Monopoly power and the decline of small business: big business vs democracy, growth & equality

In the 15 years between 1997 and 2012: 72,000 small US manufacturers shut down; as did 108,000 local retailers and 13,000 community banks (fully half of America's complement of small banks!). The number of US startups has dropped by 50% since 1970. These statistics are not the result of the changing times: they're due to massive, monopolistic corporations stacking the deck against small competitors through unfair and corrupt practices, to the detriment of American growth, equality and democracy.

In Monopoly Power and the Decline of Small Business: The Case for Restoring America’s Once Robust Antitrust Policies , Stacy Mitchell from the Institute for Local Self-Reliance details the exact way that monopolistic practices have concentrated wealth in the hands of a small investor class at the expense of entrepreneurs, innovation, and the public they serve -- providing a worse product at a higher price while locking out competitive alternatives.

The pharmacy industry is the poster-child for this phenomenon: the major drug store chains monopolized the distribution of pharmaceutical products, squeezing independent community pharmacies out of business while offering preferential treatment to their own retail outlets. In North Dakota, where this practice is banned, there are more pharmacies per capita than any other state, and these pharmacies have better prices and higher customer satisfaction -- and better health outcomes --than any other state.

The Federal Trade Commission -- which is supposed to prevent this kind of abuse -- insists that there's nothing wrong with America's pharmacy sector.

Mitchell's paper documents parallel phenomena in many sectors: construction, manufacturing, retail, banking... Some categories of goods are now effective monopolies: nearly all coat hangers are made by one company, ditto sunglasses. Two companies make nearly all the packaged goods in your supermarket. Walmart gets 25% of all American retail spending. In response to this phenomenon, the DOJ -- charged with antitrust enforcement -- has simply raised the threshold for the degree of concentration that warrants scrutiny, essentially defining monopolies as competitive markets and then declaring victory in the war on monopolistic practices.

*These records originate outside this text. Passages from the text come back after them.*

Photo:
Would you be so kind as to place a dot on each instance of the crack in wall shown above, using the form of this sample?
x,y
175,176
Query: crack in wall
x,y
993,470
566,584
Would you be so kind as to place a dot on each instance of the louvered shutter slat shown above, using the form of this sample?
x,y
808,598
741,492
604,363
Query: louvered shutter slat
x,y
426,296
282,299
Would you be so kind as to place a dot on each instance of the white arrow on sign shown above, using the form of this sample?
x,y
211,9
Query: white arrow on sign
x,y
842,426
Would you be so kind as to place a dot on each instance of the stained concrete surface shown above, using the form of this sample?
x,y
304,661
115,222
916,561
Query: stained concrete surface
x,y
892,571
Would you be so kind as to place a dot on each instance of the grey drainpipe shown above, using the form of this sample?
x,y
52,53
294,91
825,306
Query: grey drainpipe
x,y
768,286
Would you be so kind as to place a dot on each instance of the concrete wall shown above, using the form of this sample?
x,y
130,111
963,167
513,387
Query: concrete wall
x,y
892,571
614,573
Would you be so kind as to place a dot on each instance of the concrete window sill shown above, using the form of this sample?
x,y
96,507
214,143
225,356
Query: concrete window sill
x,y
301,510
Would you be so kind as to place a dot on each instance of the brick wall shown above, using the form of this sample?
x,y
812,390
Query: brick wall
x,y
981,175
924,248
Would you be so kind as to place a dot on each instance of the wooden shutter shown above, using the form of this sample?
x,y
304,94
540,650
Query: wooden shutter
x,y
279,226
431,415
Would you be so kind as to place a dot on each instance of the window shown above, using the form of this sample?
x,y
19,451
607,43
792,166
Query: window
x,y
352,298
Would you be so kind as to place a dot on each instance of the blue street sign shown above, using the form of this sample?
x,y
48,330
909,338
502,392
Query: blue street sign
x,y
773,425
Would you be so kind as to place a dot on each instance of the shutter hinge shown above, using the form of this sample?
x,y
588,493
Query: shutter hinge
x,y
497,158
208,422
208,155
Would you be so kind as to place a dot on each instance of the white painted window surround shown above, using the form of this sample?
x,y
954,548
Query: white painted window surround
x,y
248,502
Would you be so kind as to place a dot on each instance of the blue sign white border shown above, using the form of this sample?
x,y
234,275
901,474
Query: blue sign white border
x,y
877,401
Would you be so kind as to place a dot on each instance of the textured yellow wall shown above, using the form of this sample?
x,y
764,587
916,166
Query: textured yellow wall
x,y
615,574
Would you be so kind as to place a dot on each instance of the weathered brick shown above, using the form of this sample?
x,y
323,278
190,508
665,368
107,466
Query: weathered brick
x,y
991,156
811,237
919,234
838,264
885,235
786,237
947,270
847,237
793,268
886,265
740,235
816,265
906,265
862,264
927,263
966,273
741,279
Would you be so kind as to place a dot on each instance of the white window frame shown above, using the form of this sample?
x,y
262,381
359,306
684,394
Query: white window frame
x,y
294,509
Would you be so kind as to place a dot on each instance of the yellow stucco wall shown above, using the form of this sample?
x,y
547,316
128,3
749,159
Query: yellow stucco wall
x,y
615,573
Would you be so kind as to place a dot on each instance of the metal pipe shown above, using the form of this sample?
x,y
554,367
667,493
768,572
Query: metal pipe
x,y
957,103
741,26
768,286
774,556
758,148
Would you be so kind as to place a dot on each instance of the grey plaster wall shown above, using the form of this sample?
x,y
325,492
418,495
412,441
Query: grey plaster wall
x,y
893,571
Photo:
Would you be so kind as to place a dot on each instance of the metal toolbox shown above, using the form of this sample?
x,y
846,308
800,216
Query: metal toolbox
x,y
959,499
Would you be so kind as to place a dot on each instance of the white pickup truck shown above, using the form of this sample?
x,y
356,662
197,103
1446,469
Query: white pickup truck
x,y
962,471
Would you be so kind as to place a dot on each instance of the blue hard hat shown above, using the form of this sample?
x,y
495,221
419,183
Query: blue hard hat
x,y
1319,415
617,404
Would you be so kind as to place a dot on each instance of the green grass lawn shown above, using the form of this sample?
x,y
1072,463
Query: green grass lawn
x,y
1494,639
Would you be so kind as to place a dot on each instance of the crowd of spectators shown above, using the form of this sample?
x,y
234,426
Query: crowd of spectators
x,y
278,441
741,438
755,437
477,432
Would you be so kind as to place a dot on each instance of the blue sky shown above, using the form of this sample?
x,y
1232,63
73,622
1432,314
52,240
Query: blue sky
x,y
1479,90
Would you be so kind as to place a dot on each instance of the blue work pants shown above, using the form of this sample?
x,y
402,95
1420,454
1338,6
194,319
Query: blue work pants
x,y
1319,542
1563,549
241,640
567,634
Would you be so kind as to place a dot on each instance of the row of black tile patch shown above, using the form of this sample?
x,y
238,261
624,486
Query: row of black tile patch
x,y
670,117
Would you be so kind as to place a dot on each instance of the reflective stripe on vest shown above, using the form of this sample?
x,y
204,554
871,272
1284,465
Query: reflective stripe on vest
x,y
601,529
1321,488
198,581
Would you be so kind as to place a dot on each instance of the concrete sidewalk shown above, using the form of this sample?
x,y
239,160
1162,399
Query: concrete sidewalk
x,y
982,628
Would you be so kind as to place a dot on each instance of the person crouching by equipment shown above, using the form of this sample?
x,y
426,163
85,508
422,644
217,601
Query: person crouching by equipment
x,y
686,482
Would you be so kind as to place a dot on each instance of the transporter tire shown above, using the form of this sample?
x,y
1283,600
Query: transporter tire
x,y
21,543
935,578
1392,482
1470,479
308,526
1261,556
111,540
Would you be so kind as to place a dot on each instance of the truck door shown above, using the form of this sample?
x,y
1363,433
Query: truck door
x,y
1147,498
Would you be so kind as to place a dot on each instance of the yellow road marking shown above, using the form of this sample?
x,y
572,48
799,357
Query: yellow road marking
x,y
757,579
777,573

This isn't just a problem for entrepreneurs and communities: it's a problem for democracy. The bigger a firm is, the more profits it can afford to lobby for special treatment by Congress and state and local governments. Beginning in the Reagan era, enforcement against monopolies fell while their profits and political spending rose. There followed a string of monopoly-friendly laws and regulation -- and a downsizing of the American middle class and American prosperity.

Mitchell's report is one chapter in The American Antitrust Institute's essential Report on Antitrust and Entrepreneurship, an ongoing series that goes rather a long way to explaining how America's politics and economy got to their current state -- and what we can do about them.

This report presents three compelling reasons to bring a commitment to fair and open markets for small businesses back into antitrust enforcement and public policy more broadly:

1. Small businesses deliver distinct consumer and market benefits, and in some sectors provide more value and better outcomes than their bigger competitors. And they often achieve these superior results because of their small scale, not in spite of it.

2. An economy populated by many small, independent businesses produces a more equitable distribution of income and opportunity, creates more jobs, and supports an expansive middle class.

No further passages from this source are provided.